Find the number of permutations in $S_n$ such as 1 and 2 belong to one cycle.

Answer 1

Hint

Let $X \subseteq S_n$ be the set of all permutations having $1$ and $2$ in separate cycles and $Y \subseteq S_n$ the set of all permutations having $1$ and $2$ in the same cycle.

Show that the mapping $f : X \to Y$ which "glues together" the two cycles containing $1$ and $2$ (cycles written down such that they start with $1$ and $2$, resp.) is a bijection.

Example in $S_7$: $$f((1,7,4)(2,6)(3,5)) = (1,7,4,2,6)(3,5).$$

Remark

As pointed out by P.. below, the mapping rule of $f$ can be written as $$ \sigma \mapsto (1,2)\sigma $$

Answer 2

We can also compute this by direct enumeration. Suppose we ask about the probability that a random subset $Q$ containing $m$ elements ends up on the same cycle in a permutation of $n$ elements. If the $m$ elements are on a cycle of length $r\ge m$ then we need to choose the remaining $r-m$ elements and interleave the elements of $Q$ with these extra elements.

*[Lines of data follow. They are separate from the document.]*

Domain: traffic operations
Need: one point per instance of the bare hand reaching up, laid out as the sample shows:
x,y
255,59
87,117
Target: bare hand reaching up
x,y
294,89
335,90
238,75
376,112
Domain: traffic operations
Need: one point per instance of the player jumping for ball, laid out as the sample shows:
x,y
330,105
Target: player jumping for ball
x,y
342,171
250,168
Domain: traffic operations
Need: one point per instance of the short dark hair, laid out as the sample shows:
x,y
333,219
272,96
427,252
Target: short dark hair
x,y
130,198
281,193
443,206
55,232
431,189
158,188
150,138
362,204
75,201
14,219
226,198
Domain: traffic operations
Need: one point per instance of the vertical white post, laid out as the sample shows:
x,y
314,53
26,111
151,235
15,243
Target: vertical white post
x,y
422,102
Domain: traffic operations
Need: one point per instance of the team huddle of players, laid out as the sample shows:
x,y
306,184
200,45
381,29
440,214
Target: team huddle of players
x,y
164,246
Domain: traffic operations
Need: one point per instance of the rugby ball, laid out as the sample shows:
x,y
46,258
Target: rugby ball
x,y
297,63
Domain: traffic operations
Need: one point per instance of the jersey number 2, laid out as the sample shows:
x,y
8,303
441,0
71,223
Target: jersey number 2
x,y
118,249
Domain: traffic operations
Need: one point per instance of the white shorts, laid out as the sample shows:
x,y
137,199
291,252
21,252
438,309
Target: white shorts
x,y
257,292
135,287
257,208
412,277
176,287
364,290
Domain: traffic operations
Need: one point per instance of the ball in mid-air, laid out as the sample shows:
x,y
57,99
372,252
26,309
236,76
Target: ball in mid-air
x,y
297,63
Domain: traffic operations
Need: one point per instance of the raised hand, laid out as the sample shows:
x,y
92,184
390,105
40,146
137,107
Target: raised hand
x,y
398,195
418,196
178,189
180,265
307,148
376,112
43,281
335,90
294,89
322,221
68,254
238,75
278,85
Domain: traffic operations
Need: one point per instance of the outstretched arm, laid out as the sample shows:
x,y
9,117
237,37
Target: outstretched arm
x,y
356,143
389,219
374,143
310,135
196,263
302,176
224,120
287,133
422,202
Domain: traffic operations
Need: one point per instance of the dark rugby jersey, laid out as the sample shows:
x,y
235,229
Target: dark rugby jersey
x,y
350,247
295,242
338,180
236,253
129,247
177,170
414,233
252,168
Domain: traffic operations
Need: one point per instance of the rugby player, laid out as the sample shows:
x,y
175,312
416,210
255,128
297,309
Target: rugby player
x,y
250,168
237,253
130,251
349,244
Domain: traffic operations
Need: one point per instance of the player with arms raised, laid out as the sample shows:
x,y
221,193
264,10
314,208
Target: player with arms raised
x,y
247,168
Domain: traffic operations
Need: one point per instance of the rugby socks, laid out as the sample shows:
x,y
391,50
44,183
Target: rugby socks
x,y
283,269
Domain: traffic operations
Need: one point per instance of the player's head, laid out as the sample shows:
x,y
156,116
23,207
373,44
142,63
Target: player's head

This gives $$\sum_{r=m}^n {n-m\choose r-m} \frac{r!}{r} (n-r)! = \sum_{r=0}^{n-m} {n-m\choose r} (r+m-1)! (n-m-r)!$$

Observe that when we multiply two exponential generating functions of the sequences $\{a_n\}$ and $\{b_n\}$ we get that $$ A(z) B(z) = \sum_{n\ge 0} a_n \frac{z^n}{n!} \sum_{n\ge 0} b_n \frac{z^n}{n!} = \sum_{n\ge 0} \sum_{k=0}^n \frac{1}{k!}\frac{1}{(n-k)!} a_k b_{n-k} z^n\\ = \sum_{n\ge 0} \sum_{k=0}^n \frac{n!}{k!(n-k)!} a_k b_{n-k} \frac{z^n}{n!} = \sum_{n\ge 0} \left(\sum_{k=0}^n {n\choose k} a_k b_{n-k}\right)\frac{z^n}{n!}$$ i.e. the product of the two generating functions is the generating function of $$\sum_{k=0}^n {n\choose k} a_k b_{n-k}.$$

Now in the present case we clearly have $$A(z) = \sum_{q\ge 0} (q+m-1)! \frac{z^q}{q!} = (m-1)! \sum_{q\ge 0} {q+m-1\choose q} z^q = \frac{(m-1)!}{(1-z)^m}.$$ Furthermore we have $$B(z) = \sum_{q\ge 0} q! \frac{z^q}{q!} = \sum_{q\ge 0} z^q = \frac{1}{1-z}.$$ It follows that the sum is given by $$(n-m)! [z^{n-m}] A(z) B(z) = (n-m)! [z^{n-m}] \frac{(m-1)!}{(1-z)^{m+1}}\\ = (n-m)! (m-1)! {n-m+m\choose n-m} = (m-1)! \frac{n!}{m!} = \frac{n!}{m}.$$ Therefore the desired probability is $$\frac{1}{n!} \frac{n!}{m} = \frac{1}{m}.$$

This can also be done using exponential generating functions as shown at this Wikipedia entry.